Guarantee Outside Cabin
Cabine Externa Garantida



Outside Cabin
Máximo de passageiros: 2
Número de cabines: 10
Tamanho da cabine: 235 ft² / 22 m²
Tamanho da varanda: nenhuma
Localização (nos decks): na proa dos decks 4, 5, 6
Tipo (categorias): (categoria 1) Cabine com vista para o mar / cabine externa com janela de escotilha
Amenidades da Cabine Externa e serviços complementares incluem:



Panoramic Cabin
Maximo de passageiros: 2
Número de cabines: 9
Tamanho da cabine: 235 ft² / 22 m²
Tamanho da varanda: nenhuma
Localização (nos decks): na frente dos decks 4 e 5
Tipo (categorias): (categoria 2) Cabine Panorama com janela do chão ao teto
As comodidades da Cabine Panorama e os serviços complementares incluem:
Nota: O quarto #404 é uma cabine acessível para cadeirantes (para passageiros com deficiência) e maior em tamanho.
janela do chão ao teto (não abre)
área de estar (sofá-camas duplo, mesa baixa, mesa de escrita com cadeira)
área de dormir (2 camas de solteiro / conversíveis em cama de casal, mesas de cabeceira com lâmpadas de leitura)

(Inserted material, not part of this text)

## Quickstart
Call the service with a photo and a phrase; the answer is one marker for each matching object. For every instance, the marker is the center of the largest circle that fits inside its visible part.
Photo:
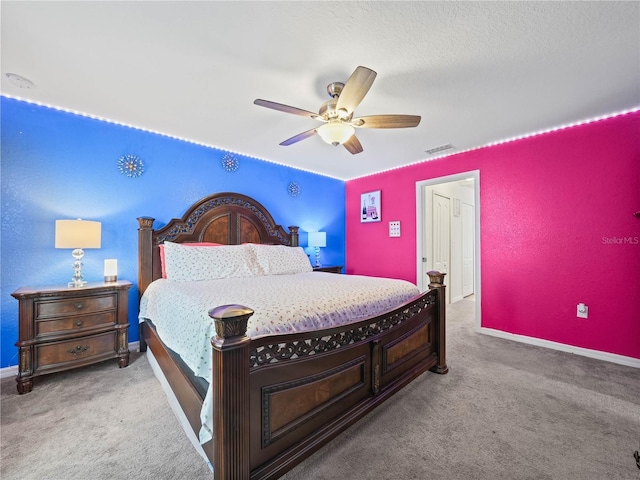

TV de tela plana, espelho de corpo inteiro, armário espaçoso (cofre eletrônico no armário)
banheiro privativo (pia de uma única cuba, chuveiro de chuva, WC, parede aquecida para toalhas e parkas molhadas)
mini-bar de cortesia (totalmente abastecido), máquina de café
binóculos (para uso apenas na cabine)
poles de caminhada nórdica (para excursões em terra / passeios)
Os nossos especialistas ajudam-no a encontrar a cabine perfeita ao melhor preço.